A while back, when I taught art in a high school, I conducted an experiment in moving lines from the paper into the air. In the library, we researched and made line drawings of insects and other small creatures. The next day, using wire and pliers, we manipulated the lines in space. It was fun! The unclaimed 3D line drawings ended up on my mantle at home.
I appreciate their embodied energy, and their economical structural integrity .
Recently, I obtained a 3Doodler 2.0, a device which enables one to create lines in the air using molten ABS plastic, the stuff of Legos.
In theory, this new toy presents a vast array of opportunities. In reality, first, there is a learning curve. I will have to internalize:
- the rate of the material’s cooling.
- the variable speed and thickness of the material’s flow from the instrument tip.
- the strength and plasticity of the material.
My first efforts: pyramids. I’ve got a long way to go.
A recent review notes the following:
“Honestly, you’re not going to make many practical, functional, or truly useful objects with 3Doodler … it’s really just a fun artistic tool. If you’re looking for a legit 3D printer that you can make useful objects with, you should definitely look elsewhere…

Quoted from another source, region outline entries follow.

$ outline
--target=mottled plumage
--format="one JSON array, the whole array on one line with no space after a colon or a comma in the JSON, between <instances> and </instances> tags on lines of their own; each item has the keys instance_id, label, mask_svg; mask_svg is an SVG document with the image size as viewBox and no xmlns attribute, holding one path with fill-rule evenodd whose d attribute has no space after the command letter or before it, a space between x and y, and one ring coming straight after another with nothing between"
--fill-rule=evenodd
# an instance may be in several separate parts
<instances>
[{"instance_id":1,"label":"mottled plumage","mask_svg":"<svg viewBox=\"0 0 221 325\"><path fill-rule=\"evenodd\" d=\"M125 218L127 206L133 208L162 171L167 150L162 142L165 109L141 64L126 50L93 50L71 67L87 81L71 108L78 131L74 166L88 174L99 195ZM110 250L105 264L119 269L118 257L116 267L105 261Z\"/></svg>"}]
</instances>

That said, if you like the idea of drawing objects in three dimensions, without having to jump over all the hurdles that lie between ideation and creation (like software, computer models, and properly calibrated machinery) then the newest 3Doodler should definitely be in your artist’s toolkit.”
I look forward to making some objects. Perhaps they will be models of conceptual products. As likely, they will be one-offs. Or is that ones-off?